Selamat Bekerja untuk Kabinet Indonesia Maju. Pemilihan menteri dan pejabat setingkat yang masih meninggalkan kasak-kasuk. Sosok ini mengapa hilang, mengapa harus itu di sana, dan itu akan terus demikian. Pro dan kontra, kecewa dan bahagia, yo wajar tidak bisa menyenangkan semua orang.
Pilihan presiden tentu berdasar atas banyak faktor dan pertimbangan, bayangkan dengan yang kecewa atau bahagia itu cenderung hanya menjadi beberapa segi. Kurang menyeluruh itu tidak salah, namun tidak cukup luas sebagai pertimbangan dan perhitungan bernegara.
Beberapa kelompok yang kecewa dalam pemilihan menteri ini adalah;
Pendukung Fanatis Jokowi
Mereka berargumen kalau pendukung akar rumput itu sudah berkeringat, dimaki-maki, baik melalui media sosial ataupun langsung. Tidak jarang dicap PKI dan pendukung pembohong. Dan wajar ketika mereka ngambeg dan jengkel dengan keputusan masuknya Prabowo dalam pemerintahan. Sah dan wajar.
Ada yang merasa berjerih payah, eh malah kursinya diberikan kepada kubu lawan. Unsur kecewa karena ngarep ada dan sangat mungkin. Ini juga wajar dan bisa juga jadi pembenci. Beberapa sudah bisa dilihat dari periode kemarin.

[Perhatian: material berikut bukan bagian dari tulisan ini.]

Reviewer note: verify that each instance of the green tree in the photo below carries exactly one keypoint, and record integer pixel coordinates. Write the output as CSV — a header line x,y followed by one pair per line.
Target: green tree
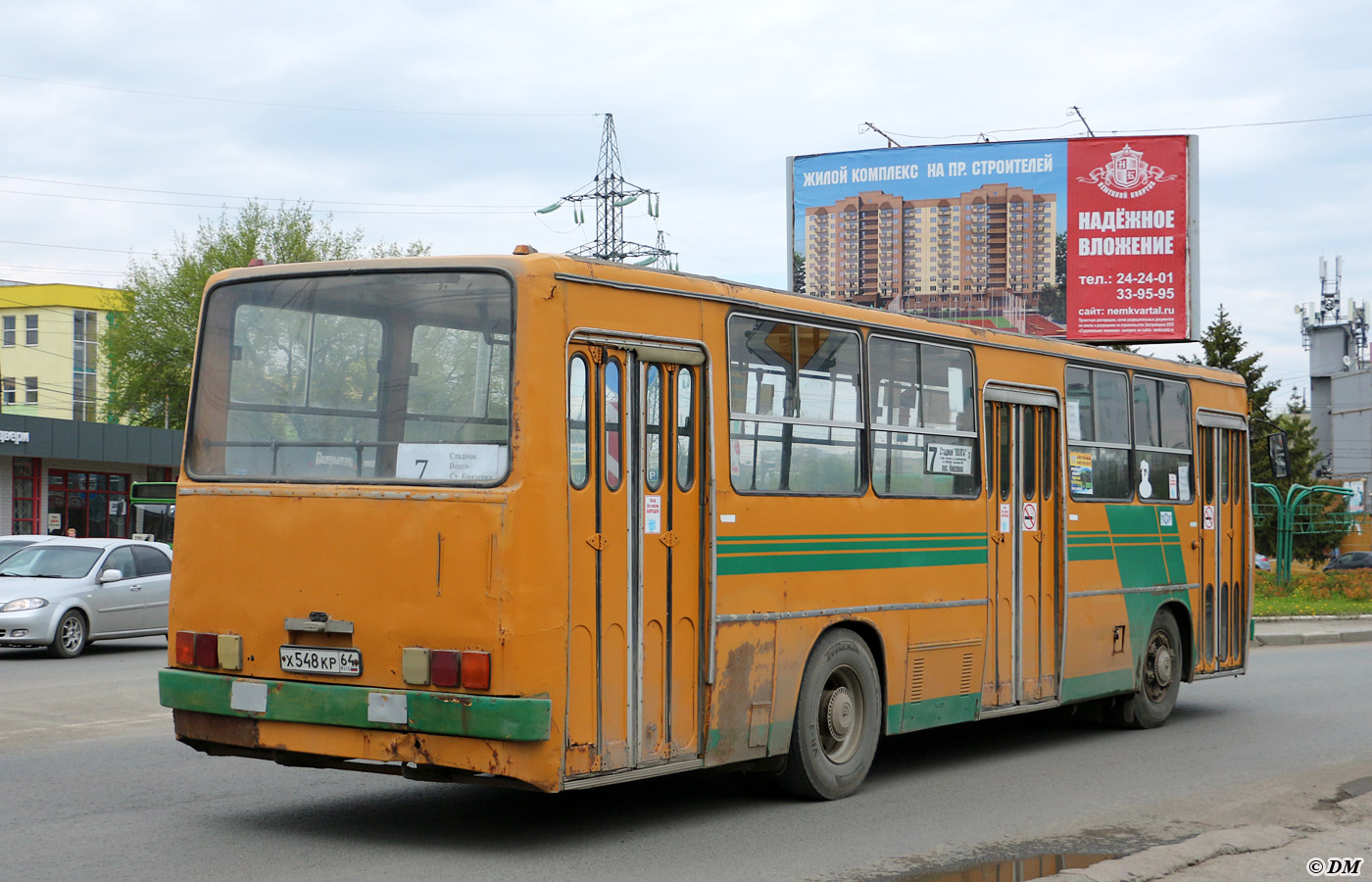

Pendukung Prabowo Garis Keras.
Kelompok yang masih belum bisa menerima kekalahan Prabowo, eh malah bergabung dalam kubu Jokowi, menjadi pembantu lagi. Miris karena ini juga ulah elit-elit koalisi mereka sejatinya. Dan mereka lupa meluruskan barang bengkok itu sangat susah. Wajar mereka marah dan memusuhi Prabowo.
Seolah mereka ditinggalkan oleh orang yang dibela mati-matian. Lihat saja yang ada di penjara karena membuat narasi buruk saat kampanye lalu. Bayangkan betapa kecewa dan sakit hatinya mereka.
Ada pihak lain yang jauh lebih pedih, SBY dan AHY. Dengan segala hormat dan mohon maaf. Bukan hendak menambah luka itu, namun bahwa kondisi ini memang harus dihadapi dan dijalani sebagai sebuah usaha dan upaya seorang politikus kelas atas. Toh SBY juga dulu usai tentara hingga jenderal baru molitik. Ada proses panjang, termasuk jatuh bangun.
AHY masih sangat muda, belum memiliki rekam jejak dan prestasi kelas publik yang cukup mencengangkan. Wajar ketika banyak yang tidak percaya bisa banyak berbicara kala pemiliha kepala daerah DKI dua tahun lalu. Dan benar saja melihat debat dan penguasaan materi dengan mentor presiden dua periode, tidak meyakinkan sama sekali.